Je m'appelle Philippe QUEULIN et je suis né en 1959 à la veille du 1er mai. J'ai adhéré à la CGT
en janvier 1981 quelques mois après mon embauche à Thomson en région parisienne. L'un de mes premiers actes de syndiqué a été de diffuser la vignette de souscription pour la construction de notre maison à Montreuil,
ainsi que les tracts CGT à la veille de l'élection de F. Mitterand aux Présidentielles, après 40 ans de gouvernement de droite. Cette période a marqué la vie du jeune militant que j'étais, cela d'autant plus que la politique n'était pas dans le champ de mes préoccupations. C'est à cette époque que mes parents m'ont appris que mon grand-père était communiste et CGTiste, son engagement dans la résistance ; à la maison on ne parlait pas ou très peu de syndicat ou de politique, en tout cas pas en présence des enfants. Ainsi rien dans mon vécu n'a, me semble t-il, prédéterminé mon engagement à la CGT et plus tard au PCF. En 1982, l'entreprise s'est délocalisée à Toulouse, j'ai suivi au CE le reclassement des derniers salariés en région parisienne.
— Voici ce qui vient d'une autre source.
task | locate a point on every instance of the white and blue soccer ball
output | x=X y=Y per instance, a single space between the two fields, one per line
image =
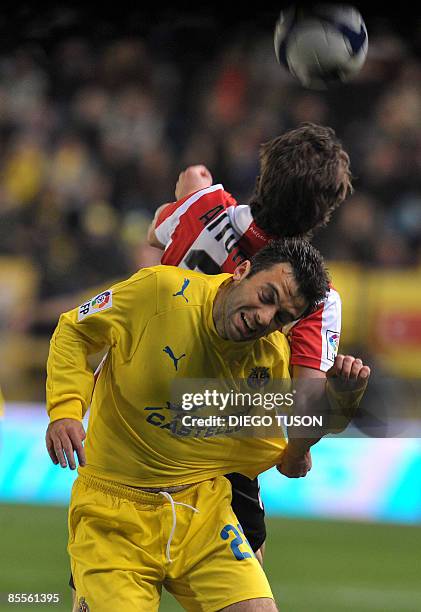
x=322 y=45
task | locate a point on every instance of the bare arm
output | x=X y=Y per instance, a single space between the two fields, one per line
x=296 y=459
x=190 y=180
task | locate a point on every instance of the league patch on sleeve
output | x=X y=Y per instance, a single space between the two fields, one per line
x=332 y=344
x=99 y=303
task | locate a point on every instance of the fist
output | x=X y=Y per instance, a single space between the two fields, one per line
x=192 y=179
x=348 y=367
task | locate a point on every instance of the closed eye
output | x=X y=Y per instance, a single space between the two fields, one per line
x=267 y=298
x=283 y=318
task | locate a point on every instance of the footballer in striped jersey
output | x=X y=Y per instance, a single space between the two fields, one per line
x=304 y=176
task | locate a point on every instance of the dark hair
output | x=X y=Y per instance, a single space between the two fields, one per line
x=307 y=263
x=304 y=176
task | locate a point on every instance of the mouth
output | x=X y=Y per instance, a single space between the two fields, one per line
x=247 y=325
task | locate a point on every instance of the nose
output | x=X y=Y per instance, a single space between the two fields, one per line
x=266 y=315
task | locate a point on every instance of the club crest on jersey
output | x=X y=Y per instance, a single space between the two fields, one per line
x=83 y=606
x=332 y=344
x=100 y=302
x=258 y=377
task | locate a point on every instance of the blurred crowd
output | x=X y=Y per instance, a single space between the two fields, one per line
x=93 y=137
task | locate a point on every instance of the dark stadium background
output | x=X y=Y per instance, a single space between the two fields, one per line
x=213 y=91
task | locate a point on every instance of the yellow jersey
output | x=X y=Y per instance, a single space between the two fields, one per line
x=159 y=326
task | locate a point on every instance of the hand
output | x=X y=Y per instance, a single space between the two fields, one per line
x=63 y=438
x=348 y=367
x=192 y=179
x=294 y=465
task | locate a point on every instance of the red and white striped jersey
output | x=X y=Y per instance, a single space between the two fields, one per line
x=210 y=232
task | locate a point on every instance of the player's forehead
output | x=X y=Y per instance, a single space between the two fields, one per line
x=279 y=274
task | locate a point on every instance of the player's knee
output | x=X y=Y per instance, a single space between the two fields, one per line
x=260 y=554
x=253 y=605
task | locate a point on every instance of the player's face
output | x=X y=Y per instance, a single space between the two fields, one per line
x=259 y=305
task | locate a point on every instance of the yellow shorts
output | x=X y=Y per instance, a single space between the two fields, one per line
x=121 y=541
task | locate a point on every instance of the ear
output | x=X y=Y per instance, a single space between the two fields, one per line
x=242 y=270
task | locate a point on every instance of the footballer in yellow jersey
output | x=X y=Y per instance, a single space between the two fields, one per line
x=150 y=507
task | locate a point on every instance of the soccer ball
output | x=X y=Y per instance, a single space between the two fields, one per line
x=321 y=45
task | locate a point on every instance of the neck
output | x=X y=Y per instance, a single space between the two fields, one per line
x=219 y=309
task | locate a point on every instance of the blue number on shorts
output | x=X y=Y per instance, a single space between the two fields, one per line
x=236 y=543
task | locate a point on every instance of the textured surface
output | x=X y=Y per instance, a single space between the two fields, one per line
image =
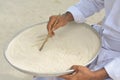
x=18 y=14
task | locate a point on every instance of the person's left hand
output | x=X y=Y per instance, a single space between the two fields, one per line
x=81 y=73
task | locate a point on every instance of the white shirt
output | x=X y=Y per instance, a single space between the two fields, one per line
x=109 y=56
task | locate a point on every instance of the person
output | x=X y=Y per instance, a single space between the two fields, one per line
x=107 y=65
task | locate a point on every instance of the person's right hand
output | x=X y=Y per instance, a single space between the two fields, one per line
x=57 y=21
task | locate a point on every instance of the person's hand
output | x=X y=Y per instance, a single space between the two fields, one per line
x=61 y=21
x=83 y=73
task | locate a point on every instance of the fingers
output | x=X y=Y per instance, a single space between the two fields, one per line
x=55 y=22
x=52 y=20
x=67 y=76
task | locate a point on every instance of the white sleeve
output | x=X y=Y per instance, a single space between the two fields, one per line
x=113 y=69
x=85 y=8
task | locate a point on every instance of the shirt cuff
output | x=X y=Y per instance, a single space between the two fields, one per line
x=77 y=15
x=113 y=69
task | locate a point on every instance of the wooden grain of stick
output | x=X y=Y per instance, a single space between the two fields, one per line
x=48 y=36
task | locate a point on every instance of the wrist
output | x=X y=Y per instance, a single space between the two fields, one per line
x=68 y=16
x=100 y=74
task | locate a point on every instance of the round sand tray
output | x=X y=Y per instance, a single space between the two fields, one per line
x=73 y=44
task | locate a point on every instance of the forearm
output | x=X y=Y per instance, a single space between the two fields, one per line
x=100 y=74
x=68 y=16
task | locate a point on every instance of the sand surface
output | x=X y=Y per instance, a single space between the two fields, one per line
x=16 y=15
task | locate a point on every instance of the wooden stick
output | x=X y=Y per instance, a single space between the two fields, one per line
x=48 y=36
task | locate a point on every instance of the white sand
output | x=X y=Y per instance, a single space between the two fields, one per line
x=72 y=44
x=18 y=14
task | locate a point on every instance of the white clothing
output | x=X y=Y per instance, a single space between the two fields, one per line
x=109 y=56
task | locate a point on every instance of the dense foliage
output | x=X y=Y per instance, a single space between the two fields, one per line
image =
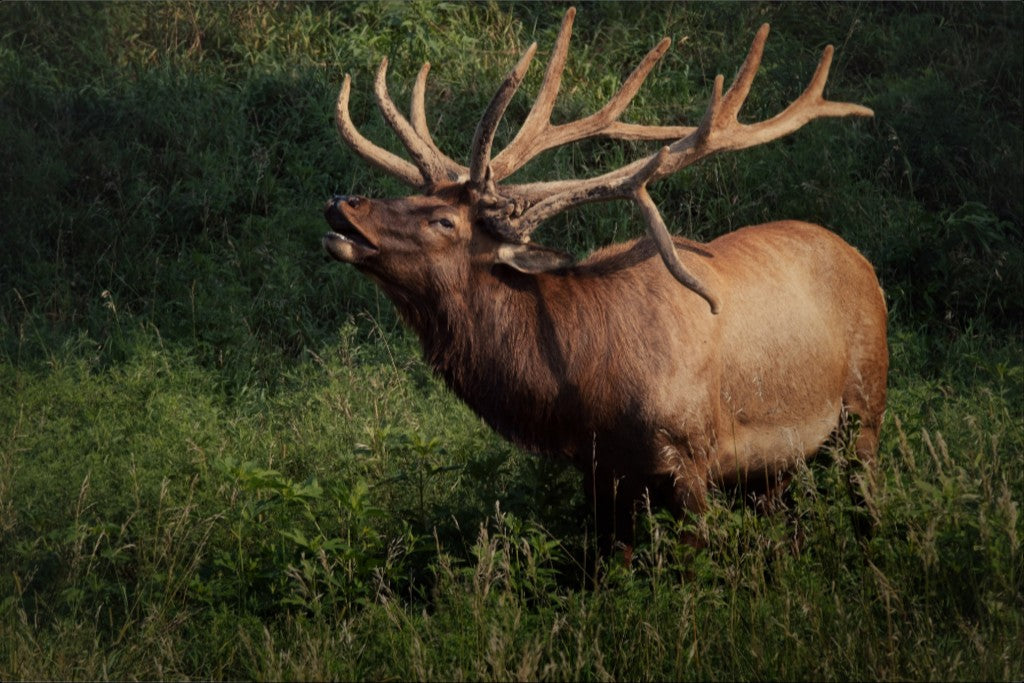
x=221 y=456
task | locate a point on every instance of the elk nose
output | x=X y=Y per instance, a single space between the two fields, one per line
x=351 y=200
x=334 y=204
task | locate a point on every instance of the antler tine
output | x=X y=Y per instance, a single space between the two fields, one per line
x=539 y=118
x=666 y=247
x=382 y=159
x=428 y=159
x=483 y=137
x=740 y=87
x=417 y=114
x=538 y=134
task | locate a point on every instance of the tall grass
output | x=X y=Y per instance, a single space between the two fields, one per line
x=221 y=457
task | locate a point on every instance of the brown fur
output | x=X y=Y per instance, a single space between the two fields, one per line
x=614 y=366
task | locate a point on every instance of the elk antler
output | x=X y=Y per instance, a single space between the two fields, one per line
x=432 y=166
x=513 y=211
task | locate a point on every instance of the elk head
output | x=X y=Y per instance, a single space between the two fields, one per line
x=465 y=215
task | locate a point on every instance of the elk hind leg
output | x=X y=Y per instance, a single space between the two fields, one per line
x=859 y=429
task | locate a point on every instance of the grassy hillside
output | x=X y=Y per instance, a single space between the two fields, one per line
x=222 y=457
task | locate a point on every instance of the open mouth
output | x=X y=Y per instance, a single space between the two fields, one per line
x=345 y=242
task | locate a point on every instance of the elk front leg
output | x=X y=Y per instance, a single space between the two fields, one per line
x=689 y=499
x=612 y=502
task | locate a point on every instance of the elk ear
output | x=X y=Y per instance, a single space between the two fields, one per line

Ce fut une expérience particulièrement difficile pour un jeune militant encore peu expérimenté. En novembre 1984, je me suis installé à Toulouse, dans une région que je ne connaissais pas. Devenu secrétaire du syndicat en 1987, après une vague de suppressions d'emploi, je me suis efforcé de reconstruire le syndicat en privilégiant le lien avec chaque adhérent. J'ai passé beaucoup de temps à débattre avec les collègues, en cherchant l'adhésion des ingénieurs en particulier. En 1996, je suis devenu secrétaire général de l'USTM de la Haute-Garonne jusqu'en 2006. Durant ces neuf années j'ai pris toute la dimension et l'importance de l'activité CGT dans les territoires avec l'interpro et en particulier le Comité Régional. Il m'est impossible d'évoquer cette responsabilité sans penser à Gérald Veirier, animateur régional de la métallurgie, à son aide et à son soutien indéfectible, qu'il en soit encore remercié ici. L'activité au CESR est pour moi une autre forme de militantisme qui participe à déterminer ce que peut être l'avenir des salariés et des populations dans le territoire. L'activité au CESR est un lieu de mise en œuvre de la démarche CGT : Rassembler, toutes les composantes du second collège ; Proposer, à partir de la réflexion des syndicats ; Négocier, émettre des avis qui puissent véritablement peser ; Agir, avec les organisations professionnelles et territoriales de la CGT.